As as a party we owe a great deal to Kez’s willingness to ‘step up to the plate’ in the difficult period following the 2015 general election. Under her leadership Labour at Holyrood have managed to demonstrate the failings of the SNP government, which was a contributing factor to the results in June 2017. That gloss that the Scottish Government could do no wrong has worn off, and that was a factor leading to the huge falls we saw in the SNP vote.
Kez is a tremendous role model for women, and a strong supporter of the 50:50 campaign seeking to create gender balance across all politics not just our party. We need to build on the progress we have made, not slip backwards.
In the intense 24 hour news cycles, in the glare of social media, leadership is much harder than it was in the past. As party members we need to help nurture and support our leaders. That ‘s not to say we can’t debate and disagree, because that is what politics is all about , but in a way that is comradely please.
Kez is an energetic campaigner inspiring others to get involved. Not just elections, and her childcare and pay day lending campaigns were both fun and effective. More please Kez!
But Kez is always clear that to get real change we need to win elections and she is always out there with us, cajoling us just to finish that road group, talk to a few more residents. So thank you, Kez.

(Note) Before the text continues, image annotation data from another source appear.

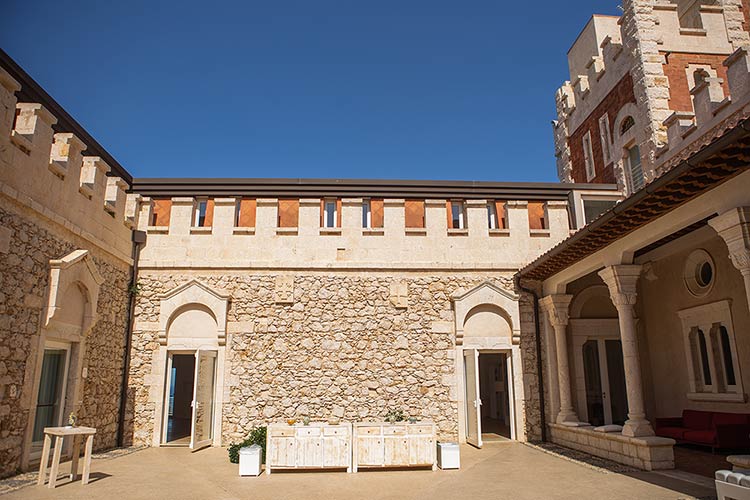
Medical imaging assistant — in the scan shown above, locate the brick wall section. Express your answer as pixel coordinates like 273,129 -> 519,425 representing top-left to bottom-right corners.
568,73 -> 635,184
663,52 -> 732,111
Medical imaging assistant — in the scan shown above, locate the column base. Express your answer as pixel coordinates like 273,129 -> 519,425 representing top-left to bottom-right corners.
622,419 -> 655,437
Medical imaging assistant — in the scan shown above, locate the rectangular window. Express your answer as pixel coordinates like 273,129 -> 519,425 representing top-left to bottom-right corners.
150,198 -> 172,227
193,198 -> 214,227
404,200 -> 425,229
234,198 -> 257,227
599,113 -> 612,165
320,198 -> 341,228
370,199 -> 385,228
529,201 -> 549,230
362,200 -> 372,229
625,145 -> 643,192
278,199 -> 299,227
446,200 -> 466,229
583,131 -> 596,181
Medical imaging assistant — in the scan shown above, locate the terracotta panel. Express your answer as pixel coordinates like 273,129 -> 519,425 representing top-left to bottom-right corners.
151,199 -> 172,226
529,202 -> 547,229
279,199 -> 299,227
404,200 -> 424,228
370,199 -> 383,227
237,198 -> 257,227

And now I am off out to deliver more leaflets. See you on the campaign trail soon Kez?
Citizens of Rome were called upon to leave their city in a better state than they found it, and in that respect Kezia Dugdale has been an exemplary citizen of Scottish Labour.
Kezia Dugdale’s resignation as leader of the Scottish Labour Party took everyone by surprise, but keen followers of the political scene in Scotland have come to expect the unexpected from Kez. In the coming weeks every flavour of opinion will find expression in explaining her choice; some of the analysis will be preposterous and some closer to the mark. How you feel about the differing analysis will more likely be the effect of confirmation bias than any real insight likely to come from it.
The facts, though, are that she became leader of the Scottish Labour at a time when the party had been all but wiped out in the 2015 general election. It was with some justification described as the worst job in Scottish politics. That was a characterisation that Kez never accepted, and she took on the role with a determination and clarity of purpose that some of the more cynical elements of the party sought to dismiss as naiveté. She proved them wrong and leaves at a time when the party is more optimistic and more positive than anyone predicted possible just two years ago.
As certainly as day follows night ownership of the transformation of Scottish Labour in the last two years will be fought over and Kezia’s leadership will be dismissed as having ended in failure.
For now as Deputy Leader Alex Rowley has earned the right to serve as acting leader. There will doubtless be a number of potential candidates reflecting on the contribution they can make and the opportunity they have to stamp their own personality and politics on the next few years of Scottish labour. If they, as Kez did, put service to the party first and personal ambition second, they will find a party willing to be led and in good heart. If not, they could find themselves a footnote in the relatively high attrition rate of Scottish Labour leaders.